The Court had to determine two things: first, was Priscilla’s dog is truly an emotional support animal that she needs in order to enjoy the use of her apartment; and, second, did the landlord start the proceeding in a timely manner.
At trial, Priscilla presented a letter from Urban Health Plan, Inc., signed by a social worker, stating that Priscilla was under their care since May 16, 2018. The letter was dated May 31, 2018. The letter stated that Priscilla suffered from “adjustment disorder with anxiety and unresolved grief,” and recommended that Priscilla be allowed to reside with her dog, which she required for emotional support. The letter cautioned, “fulfill the patient’s request in order to avoid exacerbation of her medical conditions.”
Priscilla did not call any professional witness from Urban Health Plan, Inc., or anywhere else, to testify on her behalf. The Court had only Priscilla’s testimony and the social worker’s letter to support her claim that the dog is an emotional support animal.
The Court determined that Priscilla failed to demonstrate through either medical or psychological expert testimony or evidence that she required a dog in order for her to use and enjoy the apartment. The judge concluded that Priscilla did not meet her burden of establishing that her dog was an emotional support animal. BUT, wait. There was still one more issue:
Section 27-2009.1(b) of the Administrative Code of the City of New York, known as the New York City Pet Law, states:
Where a tenant in a multiple dwelling openly and notoriously for a period of three months or more following taking possession of a unit, harbors or has harbored a household pet or pets, the harboring of which is not prohibited by the multiple dwelling law, the housing maintenance or the health codes of the City of New York or any other applicable law, and the owner or his or her agent has knowledge of this fact, and such owner fails within this three month period to commence a summary proceeding or action to enforce a lease provision prohibiting the keeping of such household pets, such lease provision shall be deemed waived.”

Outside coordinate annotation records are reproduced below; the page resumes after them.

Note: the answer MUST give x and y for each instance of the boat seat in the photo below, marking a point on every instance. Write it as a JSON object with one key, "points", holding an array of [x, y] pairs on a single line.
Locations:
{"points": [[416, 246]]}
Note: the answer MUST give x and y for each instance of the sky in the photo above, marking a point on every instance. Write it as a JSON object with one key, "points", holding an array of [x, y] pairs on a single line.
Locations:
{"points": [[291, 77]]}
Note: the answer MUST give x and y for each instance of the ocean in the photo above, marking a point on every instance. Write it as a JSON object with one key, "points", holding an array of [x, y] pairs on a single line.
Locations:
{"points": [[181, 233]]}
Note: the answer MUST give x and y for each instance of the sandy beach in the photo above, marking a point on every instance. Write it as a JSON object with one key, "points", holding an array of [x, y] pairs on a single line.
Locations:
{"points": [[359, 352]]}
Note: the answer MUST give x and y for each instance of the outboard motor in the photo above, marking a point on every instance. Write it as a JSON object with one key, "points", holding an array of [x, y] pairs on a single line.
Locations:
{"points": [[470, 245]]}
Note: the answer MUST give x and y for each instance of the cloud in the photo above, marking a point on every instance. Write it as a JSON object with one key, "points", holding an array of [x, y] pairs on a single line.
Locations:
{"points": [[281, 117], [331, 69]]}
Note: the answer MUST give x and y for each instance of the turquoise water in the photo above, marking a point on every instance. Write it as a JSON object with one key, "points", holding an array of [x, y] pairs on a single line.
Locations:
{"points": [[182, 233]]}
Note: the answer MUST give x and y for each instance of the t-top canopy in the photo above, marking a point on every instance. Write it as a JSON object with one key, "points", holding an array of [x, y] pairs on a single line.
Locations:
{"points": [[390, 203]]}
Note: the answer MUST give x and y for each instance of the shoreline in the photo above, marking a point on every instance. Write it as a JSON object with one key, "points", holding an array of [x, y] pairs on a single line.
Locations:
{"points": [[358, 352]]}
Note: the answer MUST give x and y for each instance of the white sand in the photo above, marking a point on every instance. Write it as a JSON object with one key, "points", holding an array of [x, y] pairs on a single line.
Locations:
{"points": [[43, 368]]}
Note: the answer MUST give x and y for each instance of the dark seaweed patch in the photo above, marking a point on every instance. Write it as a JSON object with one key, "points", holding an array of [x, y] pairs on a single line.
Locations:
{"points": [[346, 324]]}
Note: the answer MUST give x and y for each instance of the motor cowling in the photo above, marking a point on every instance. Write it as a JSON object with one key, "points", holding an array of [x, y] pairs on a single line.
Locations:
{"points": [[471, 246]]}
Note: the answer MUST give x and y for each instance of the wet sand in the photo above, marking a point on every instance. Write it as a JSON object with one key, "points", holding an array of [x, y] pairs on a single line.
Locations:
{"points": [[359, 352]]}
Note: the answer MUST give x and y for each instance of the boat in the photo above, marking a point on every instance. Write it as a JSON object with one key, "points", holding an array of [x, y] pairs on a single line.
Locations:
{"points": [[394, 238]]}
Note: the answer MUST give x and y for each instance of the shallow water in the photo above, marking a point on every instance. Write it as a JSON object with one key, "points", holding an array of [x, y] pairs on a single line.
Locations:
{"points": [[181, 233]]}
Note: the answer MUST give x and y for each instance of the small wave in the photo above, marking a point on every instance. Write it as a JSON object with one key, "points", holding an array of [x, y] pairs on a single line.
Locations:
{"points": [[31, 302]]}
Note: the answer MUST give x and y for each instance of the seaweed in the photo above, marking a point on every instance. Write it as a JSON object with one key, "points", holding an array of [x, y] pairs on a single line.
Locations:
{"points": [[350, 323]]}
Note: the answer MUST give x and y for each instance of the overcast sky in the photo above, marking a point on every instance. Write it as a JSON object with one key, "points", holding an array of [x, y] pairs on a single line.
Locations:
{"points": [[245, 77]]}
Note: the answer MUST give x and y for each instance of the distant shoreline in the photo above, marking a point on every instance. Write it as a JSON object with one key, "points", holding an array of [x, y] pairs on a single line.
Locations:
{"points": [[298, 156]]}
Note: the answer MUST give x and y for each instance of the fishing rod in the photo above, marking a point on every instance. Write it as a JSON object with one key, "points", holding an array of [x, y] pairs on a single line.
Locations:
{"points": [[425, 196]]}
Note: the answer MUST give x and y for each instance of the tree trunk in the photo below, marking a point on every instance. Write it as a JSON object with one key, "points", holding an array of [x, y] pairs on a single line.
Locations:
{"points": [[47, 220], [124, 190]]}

Priscilla testified to having notified the landlord of the dog’s presence in her apartment by letter dated, November 10, 2013. The proceeding was not commenced by the landlord until February, 2018, almost five years after the landlord had knowledge of the dog’s presence.
Here is what the Court decided: The proceeding should have been commenced within the three months of the landlord’s knowledge, or the pet clause in the lease is waived. Here, it was not.
Case dismissed. Priscilla and her dog get to stay.